L’autore, ossia la mano umana dietro il ritaglio, sembra sempre alludere a forme di automatismo totale, concentrate sulla natura viscerale, immediata, sensuale, iconica, ma intrinsecamente transeunte e usa e getta dei contenuti diffusi. Una sorta di arte autogenerata.

Personalmente ho un tumblelog (ovvio) su Tumblr, che si intitola Phil Log Book. Per molto tempo mi sono chiesto come utilizzarlo al meglio, visto che questa filosofia che ho appena descritto non incontra particolarmente i miei favori. Giungendo a una conclusione. Visto che un tumblelog tende a essere esperienza “non autoriale”, io farò l’esatto contrario; lo userò come strumento “iper autoriale”, insistendo sulla centralità dei miei commenti ai materiali multimediali di volta in volta pubblicati, ripubblicati, pescati o appunto ritagliati qua e là.

Ancora su Twitter/X e Bluesky

Perché avere sia un account Twitter/X che uno Bluesky? Parlando per me, di certo posso dire di essere tutto fuorché un sostenitore di Elon Musk. Ma mi chiedo: che c’entra Musk in quello che alla fine della giostra è un servizio? Il Twitter dell’era X ha delle caratteristiche; Bluesky ne ha delle altre. Tutto qui.

Recentemente ho per esempio sottoscritto un abbonamento premium “plus” che mi permette di usare Grok, un assistente AI integrato, effettivamente interessante, più svariate funzioni aggiuntive che mi hanno permesso di mie analoghe partecipazioni in altre piattaforme. Perché dovrei rinunciare? Ogni giorno, peraltro, prendo per i fondelli Musk dalla balaustra del suo stesso social network, e non mi pare di avere la CIA appresso. Anzi. Musk, in definitiva, altro non è che un imprenditore che cerca piuttosto rocambolescamente di pararsi il culo (anche con la politica), e alla fine, se notate, la butta sempre in ridere. Non credo si prenda troppo sul serio, e non credo neppure sia il caso di prenderlo troppo sul serio.

Dall’altro lato, Bluesky è oggettivamente il Twitter delle origini. Pochissime funzioni, pochissimi caratteri a disposizione. In sostanza, un luogo dove citare cose scritte altrove, oppure informare la nostra comunità di quello che stiamo facendo o pensando, usando testo e immagini. Punto, fine, stop. Il suo punto di forza è indubbiamente rappresentato dal minimalismo, e la cosa ha senso… L’idea del cielo blu, del respiro, del campo aperto, è perfettamente calzante.
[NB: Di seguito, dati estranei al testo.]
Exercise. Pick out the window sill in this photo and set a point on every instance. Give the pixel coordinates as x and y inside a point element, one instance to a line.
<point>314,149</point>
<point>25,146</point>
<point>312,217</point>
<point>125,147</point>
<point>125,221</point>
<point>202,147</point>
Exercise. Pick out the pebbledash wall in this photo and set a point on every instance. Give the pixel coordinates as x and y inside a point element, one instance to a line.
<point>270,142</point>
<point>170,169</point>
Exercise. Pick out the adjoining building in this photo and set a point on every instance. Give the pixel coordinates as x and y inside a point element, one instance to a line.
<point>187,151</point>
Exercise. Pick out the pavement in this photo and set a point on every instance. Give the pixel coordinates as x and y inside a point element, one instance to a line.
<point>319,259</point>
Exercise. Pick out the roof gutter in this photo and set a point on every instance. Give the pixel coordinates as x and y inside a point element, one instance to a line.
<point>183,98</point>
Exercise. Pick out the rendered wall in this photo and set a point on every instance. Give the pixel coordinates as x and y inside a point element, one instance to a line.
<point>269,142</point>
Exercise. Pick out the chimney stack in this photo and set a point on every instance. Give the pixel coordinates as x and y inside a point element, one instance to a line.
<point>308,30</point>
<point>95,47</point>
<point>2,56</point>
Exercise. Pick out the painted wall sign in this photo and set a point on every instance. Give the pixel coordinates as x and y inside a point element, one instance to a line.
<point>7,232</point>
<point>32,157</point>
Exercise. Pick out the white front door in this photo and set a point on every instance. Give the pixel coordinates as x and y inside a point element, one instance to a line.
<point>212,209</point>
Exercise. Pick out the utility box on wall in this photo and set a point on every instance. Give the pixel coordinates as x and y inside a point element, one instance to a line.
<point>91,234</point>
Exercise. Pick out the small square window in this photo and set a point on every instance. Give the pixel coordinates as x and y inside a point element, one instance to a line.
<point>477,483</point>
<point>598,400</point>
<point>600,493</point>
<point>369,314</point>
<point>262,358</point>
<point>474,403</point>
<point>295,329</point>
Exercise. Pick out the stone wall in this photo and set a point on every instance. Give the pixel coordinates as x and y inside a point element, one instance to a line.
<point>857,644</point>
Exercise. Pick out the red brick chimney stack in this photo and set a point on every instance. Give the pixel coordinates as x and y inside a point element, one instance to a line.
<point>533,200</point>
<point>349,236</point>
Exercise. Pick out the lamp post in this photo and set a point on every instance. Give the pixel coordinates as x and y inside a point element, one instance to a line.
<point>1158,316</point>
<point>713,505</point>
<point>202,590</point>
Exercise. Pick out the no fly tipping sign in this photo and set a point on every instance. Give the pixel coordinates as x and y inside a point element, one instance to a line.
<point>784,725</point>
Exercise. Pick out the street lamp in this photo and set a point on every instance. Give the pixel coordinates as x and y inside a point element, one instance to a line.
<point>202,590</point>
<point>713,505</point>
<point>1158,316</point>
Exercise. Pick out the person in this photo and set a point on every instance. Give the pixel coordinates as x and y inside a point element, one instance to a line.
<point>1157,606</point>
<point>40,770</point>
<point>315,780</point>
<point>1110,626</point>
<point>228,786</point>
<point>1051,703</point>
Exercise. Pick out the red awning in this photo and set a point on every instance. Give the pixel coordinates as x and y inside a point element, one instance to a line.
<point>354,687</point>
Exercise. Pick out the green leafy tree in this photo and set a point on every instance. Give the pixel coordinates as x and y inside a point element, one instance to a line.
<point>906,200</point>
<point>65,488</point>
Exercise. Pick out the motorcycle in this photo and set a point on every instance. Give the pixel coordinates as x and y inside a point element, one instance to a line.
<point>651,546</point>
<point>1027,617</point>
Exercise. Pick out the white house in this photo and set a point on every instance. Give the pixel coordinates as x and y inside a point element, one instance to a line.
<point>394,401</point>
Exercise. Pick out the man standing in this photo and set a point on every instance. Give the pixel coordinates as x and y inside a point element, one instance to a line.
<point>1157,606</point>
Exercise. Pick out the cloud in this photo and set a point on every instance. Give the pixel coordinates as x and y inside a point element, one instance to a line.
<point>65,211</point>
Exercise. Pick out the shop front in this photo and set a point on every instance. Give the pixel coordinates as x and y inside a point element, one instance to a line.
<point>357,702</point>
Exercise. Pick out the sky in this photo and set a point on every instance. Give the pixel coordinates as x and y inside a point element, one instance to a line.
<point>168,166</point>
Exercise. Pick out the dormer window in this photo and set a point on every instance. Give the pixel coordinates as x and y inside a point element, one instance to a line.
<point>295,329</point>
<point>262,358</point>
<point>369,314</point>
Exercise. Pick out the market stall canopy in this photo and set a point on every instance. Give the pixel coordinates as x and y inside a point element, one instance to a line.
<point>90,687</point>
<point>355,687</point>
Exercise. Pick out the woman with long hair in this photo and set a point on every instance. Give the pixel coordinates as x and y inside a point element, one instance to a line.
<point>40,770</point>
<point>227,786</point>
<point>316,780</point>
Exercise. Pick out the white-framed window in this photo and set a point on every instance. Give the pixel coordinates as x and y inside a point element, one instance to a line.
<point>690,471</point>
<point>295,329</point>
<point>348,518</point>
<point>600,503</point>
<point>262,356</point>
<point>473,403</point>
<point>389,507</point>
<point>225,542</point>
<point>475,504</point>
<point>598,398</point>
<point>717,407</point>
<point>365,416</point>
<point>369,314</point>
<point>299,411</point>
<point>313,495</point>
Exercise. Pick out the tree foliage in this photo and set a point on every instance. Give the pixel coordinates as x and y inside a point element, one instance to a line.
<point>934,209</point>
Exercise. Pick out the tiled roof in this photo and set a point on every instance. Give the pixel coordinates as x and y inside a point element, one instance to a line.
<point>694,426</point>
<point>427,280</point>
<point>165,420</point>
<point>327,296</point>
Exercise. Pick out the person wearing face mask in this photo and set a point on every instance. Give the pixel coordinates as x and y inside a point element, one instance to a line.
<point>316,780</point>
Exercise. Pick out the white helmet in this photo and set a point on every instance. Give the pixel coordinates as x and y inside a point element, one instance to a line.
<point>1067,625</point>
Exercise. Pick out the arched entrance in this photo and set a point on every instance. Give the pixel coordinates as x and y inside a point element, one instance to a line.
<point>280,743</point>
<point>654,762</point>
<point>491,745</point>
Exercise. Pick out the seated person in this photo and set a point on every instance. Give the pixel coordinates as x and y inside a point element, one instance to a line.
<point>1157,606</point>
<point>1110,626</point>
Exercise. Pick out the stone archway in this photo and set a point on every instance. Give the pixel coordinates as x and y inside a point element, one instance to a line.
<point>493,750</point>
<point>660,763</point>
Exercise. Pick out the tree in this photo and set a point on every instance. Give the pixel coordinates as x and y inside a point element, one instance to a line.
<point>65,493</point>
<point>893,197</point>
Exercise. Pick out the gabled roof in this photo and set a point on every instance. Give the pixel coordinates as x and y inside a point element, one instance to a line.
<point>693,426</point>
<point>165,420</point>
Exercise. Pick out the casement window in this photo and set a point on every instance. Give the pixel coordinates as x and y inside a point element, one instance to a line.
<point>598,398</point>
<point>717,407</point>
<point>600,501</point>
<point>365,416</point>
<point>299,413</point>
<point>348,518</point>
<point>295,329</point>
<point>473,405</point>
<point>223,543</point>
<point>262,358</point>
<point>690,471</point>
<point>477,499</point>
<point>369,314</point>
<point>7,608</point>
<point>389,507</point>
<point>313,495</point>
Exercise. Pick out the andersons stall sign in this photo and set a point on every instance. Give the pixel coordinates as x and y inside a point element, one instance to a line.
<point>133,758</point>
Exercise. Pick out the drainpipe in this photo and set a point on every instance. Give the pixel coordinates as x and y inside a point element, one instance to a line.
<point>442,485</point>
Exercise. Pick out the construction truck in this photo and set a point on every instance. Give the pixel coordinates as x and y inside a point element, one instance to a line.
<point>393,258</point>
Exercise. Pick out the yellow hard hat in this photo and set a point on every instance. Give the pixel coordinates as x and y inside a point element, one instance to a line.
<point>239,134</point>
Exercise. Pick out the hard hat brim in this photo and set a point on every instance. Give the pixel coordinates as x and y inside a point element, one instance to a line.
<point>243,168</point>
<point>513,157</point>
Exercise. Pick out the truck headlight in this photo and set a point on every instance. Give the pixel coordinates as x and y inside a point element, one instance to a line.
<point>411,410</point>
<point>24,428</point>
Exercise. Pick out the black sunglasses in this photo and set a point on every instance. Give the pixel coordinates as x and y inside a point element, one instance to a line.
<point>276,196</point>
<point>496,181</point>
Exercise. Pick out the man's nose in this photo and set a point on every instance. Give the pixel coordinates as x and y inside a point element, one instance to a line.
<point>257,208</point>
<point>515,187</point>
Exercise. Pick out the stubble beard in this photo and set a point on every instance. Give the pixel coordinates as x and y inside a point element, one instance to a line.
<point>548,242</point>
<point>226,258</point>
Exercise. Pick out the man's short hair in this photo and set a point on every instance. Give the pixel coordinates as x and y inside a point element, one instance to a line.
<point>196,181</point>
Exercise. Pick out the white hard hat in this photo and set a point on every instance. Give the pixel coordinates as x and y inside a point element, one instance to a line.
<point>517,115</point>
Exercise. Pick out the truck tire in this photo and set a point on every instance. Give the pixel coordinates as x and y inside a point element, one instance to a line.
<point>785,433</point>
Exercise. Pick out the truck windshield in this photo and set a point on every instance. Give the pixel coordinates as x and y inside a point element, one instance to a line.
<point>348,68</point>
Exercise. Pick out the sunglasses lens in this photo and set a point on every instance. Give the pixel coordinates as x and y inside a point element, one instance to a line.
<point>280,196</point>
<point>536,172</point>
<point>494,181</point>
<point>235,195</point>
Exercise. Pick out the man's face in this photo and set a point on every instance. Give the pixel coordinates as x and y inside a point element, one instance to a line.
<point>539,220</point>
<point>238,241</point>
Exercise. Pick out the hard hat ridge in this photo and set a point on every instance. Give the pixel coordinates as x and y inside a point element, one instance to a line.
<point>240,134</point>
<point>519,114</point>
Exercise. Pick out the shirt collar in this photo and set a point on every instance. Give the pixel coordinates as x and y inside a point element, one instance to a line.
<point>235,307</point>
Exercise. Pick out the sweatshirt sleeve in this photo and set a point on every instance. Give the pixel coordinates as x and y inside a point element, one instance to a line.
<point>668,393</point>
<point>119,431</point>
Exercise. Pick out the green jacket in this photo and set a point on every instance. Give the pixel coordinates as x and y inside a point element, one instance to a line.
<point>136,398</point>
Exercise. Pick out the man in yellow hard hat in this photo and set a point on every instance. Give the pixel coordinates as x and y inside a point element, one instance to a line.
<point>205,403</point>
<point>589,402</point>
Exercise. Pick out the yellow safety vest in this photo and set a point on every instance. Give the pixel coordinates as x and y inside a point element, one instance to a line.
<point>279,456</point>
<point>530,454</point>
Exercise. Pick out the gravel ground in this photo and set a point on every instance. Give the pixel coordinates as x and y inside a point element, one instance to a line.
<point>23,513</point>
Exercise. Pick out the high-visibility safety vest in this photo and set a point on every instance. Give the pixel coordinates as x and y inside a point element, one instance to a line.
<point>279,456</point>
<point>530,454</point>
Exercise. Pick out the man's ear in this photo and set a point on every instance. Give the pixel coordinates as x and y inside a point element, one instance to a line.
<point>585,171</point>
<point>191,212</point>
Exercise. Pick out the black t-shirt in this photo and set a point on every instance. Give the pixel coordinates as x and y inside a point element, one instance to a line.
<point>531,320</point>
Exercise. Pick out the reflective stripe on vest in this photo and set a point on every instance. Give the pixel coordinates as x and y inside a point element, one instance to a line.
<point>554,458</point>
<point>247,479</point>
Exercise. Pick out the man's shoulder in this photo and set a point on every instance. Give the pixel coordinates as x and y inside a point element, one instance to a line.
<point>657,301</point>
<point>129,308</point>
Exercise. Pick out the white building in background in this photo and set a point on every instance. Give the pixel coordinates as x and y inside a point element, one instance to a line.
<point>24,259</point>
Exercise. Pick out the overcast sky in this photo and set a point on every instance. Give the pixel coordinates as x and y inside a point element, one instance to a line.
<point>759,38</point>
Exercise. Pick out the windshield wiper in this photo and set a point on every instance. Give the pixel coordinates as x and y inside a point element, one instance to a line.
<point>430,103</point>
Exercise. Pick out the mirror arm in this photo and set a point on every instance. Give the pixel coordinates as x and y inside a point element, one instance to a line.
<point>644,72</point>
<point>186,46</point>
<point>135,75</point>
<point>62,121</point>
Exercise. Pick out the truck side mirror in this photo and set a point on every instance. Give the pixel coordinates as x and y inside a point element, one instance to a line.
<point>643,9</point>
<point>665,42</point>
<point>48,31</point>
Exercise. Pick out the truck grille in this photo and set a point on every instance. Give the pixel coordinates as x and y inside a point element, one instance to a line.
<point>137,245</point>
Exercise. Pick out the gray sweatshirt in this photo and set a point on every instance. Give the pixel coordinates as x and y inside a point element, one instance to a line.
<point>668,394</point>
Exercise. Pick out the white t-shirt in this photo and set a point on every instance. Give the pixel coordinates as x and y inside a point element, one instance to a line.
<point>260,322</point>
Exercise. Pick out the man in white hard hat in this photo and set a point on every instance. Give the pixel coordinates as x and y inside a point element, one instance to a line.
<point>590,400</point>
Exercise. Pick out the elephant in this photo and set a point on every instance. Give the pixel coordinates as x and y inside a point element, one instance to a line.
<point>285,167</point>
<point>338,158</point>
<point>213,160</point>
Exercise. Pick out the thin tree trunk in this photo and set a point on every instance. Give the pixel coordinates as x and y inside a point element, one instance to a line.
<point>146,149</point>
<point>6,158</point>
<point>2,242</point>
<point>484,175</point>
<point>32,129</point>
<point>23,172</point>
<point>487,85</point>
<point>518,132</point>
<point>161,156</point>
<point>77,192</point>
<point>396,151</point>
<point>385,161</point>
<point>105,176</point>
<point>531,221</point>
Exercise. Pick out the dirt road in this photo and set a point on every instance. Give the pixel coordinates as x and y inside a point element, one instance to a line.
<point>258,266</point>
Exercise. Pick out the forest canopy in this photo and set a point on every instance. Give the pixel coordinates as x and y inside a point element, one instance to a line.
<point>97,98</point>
Personalmente credo che la ridondanza funzionale di Twitter/X possa avere senso solo se confinata ad usi profondamente creativi e ironici (ossia, anti-automatici), oppure limitati all’ambito strettamente professionale. Quando a Bluesky, la situazione è opposta: la piattaforma stessa necessita di creatività per ottenere il massimo dal minimo, e dunque veicola un uso di per sé personale, più intimo e classico. In certo senso nostalgico, ma sempre lungo la direttrice dell’innovazione e della modernità. In Twitter/X devo impormi dei confini per essere efficace e non uniformarmi alla corrente. In Bluesky questi confini ci sono già…

(Tra l’altro, devo conoscere questa tipa…)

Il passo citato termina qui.